Protein and gene annotations
Proteins were classified as immune-related when they were either (i) annotated as adaptive immune proteins (Table S2 from Fischer & Rausell, 2016 [45]), or innate immune proteins (Table S1 from Fischer & Rausell, 2016 [45], and Table S1 from Deschamps et al. [46]) or (ii) produced in sufficient concentrations in substantial fractions of immune cells, as described in Rausell et al. [47]. The list of primary immunodeficiency genes was obtained from Table S3 from Fischer & Rausell [45]. Gene-disease annotations were obtained from OMIM (downloaded at https://www.omim.org/downloads/ on the 2019/06/10). Entries were parsed following Caron et al. [48]. Mendelian disease genes were selected for their level of supporting evidence equal to 3 and for not having a “somatic” flag, and monogenic Mendelian disease genes (MMDGs) were further selected for not being flagged as “complex”. The list of secreted proteins was downloaded from UniProt (https://www.uniprot.org/) on the 2020/02/03, using the keywords: locations:(location:"Secreted [SL-0243]" type:component) AND organism:"Homo sapiens (Human) [9606]". The list of FDA-approved targeted proteins was downloaded on the 2020/02/05 from http://mrmassaydb.proteincentre.com/fdaassay/.

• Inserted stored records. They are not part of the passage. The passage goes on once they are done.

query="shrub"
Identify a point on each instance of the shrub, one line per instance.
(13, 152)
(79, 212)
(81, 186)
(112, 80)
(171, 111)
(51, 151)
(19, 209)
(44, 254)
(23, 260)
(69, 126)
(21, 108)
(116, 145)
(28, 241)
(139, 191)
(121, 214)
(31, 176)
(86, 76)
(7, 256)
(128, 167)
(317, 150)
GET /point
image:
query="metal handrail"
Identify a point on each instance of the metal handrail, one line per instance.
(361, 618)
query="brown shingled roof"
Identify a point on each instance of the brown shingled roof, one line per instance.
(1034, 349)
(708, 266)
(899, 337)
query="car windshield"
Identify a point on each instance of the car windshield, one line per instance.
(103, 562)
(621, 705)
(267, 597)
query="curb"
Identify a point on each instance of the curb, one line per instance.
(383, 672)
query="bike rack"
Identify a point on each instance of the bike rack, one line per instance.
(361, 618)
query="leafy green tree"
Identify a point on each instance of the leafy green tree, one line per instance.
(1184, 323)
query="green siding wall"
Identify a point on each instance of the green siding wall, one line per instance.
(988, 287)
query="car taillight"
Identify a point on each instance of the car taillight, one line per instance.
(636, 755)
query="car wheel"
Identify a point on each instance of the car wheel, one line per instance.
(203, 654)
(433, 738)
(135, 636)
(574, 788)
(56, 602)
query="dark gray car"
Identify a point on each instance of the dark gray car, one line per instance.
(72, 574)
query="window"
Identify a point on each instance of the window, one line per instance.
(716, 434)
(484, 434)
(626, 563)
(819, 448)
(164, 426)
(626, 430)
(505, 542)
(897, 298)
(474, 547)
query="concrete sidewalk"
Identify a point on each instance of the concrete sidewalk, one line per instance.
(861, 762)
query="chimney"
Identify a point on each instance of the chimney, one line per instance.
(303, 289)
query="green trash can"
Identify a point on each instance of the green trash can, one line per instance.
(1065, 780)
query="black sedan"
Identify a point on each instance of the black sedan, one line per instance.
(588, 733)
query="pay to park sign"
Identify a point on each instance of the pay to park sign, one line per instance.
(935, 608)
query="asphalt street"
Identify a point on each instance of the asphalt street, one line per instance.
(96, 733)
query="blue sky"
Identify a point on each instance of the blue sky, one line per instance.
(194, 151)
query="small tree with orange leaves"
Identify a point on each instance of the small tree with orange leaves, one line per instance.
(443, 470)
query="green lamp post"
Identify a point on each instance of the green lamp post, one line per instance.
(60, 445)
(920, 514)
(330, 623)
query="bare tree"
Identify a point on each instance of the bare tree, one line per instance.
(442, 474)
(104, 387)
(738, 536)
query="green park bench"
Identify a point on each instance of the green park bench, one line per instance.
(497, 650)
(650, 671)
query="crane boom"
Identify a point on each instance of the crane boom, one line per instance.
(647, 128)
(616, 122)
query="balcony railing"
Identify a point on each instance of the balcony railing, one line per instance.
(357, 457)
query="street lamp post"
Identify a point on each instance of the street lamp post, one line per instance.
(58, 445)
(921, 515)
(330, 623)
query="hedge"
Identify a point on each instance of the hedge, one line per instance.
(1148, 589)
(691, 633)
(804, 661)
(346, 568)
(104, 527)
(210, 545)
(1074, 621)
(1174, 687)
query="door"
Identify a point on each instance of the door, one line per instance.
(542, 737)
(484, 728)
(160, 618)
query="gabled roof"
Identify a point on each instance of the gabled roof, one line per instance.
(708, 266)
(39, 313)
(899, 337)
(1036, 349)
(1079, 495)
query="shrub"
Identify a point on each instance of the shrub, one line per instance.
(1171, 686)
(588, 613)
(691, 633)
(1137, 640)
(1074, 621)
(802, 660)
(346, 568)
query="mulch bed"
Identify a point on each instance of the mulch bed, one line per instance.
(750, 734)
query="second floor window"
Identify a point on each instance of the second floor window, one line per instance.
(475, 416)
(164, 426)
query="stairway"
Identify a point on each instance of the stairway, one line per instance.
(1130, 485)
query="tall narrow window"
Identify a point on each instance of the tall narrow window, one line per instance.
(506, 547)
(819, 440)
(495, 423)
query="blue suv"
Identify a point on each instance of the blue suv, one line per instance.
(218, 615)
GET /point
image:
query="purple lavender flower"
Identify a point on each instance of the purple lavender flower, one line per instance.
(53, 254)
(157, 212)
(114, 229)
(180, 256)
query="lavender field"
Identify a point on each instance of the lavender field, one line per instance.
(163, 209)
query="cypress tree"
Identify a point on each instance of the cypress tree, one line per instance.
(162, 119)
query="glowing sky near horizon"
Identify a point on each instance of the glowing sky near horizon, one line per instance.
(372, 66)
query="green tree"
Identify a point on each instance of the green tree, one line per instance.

The protein classes were taken from Myriad RBM Discovery Map V3.3 table. Proteins were considered enriched or depleted in a specific class when the proportion of proteins in that class was larger than in 10,000 randomly sampled set of proteins of the same size, coming from the tested set of 229 proteins. Previous reports of pQTLs associated with monogenic Mendelian disease genes, with primary immunodeficiency genes or with genes coding for FDA-approved biomarkers were identified through QTLbase [42] (http://mulinlab.org/qtlbase).
Disease loci enrichment
To assess the potential association with diseases or other traits of the cis and trans-pQTLs reported in this work was assessed, we used hits from the NHGRI-EBI Genome Wide Association Studies (GWAS) Catalog [41], downloaded on the 2019/03/22 (file name gwas_catalog_v1.0-associations_e95_r2019-03-22.tsv). SNPs associated with a trait or a disease with a reported p-value ≤ 1e−08 and mapped to autosomes were kept. SNPs associated with traits containing “blood,” “plasma” or “serum,” and “protein” were removed. A set of pQTLs was declared as enriched when the proportion of pQTLs in a set that were GWAS SNPs or in linkage disequilibrium with GWAS SNPs (r2 ≥ 0.8) was larger in 95% of 10,000 randomly sampled set of SNPs of the same size, matched by MAF (bins of 5%). Randomly sampled SNPs were drawn from 122,757 and 384,897 SNPs, selected respectively from the 1,674,134 and 5,201,092 SNPs tested for cis and trans associations respectively (with the --indep-pairwise 100 5 0.5 function of PLINK v1.9). When several traits or diseases were associated with one locus, the most significant one was selected.
Functional annotation of pQTLs
The cis-pQTL molecular consequences were assessed using VEP v97 [49]. Each cis-pQTL was annotated based on the canonical transcript of the gene coding [50] for the regulated protein.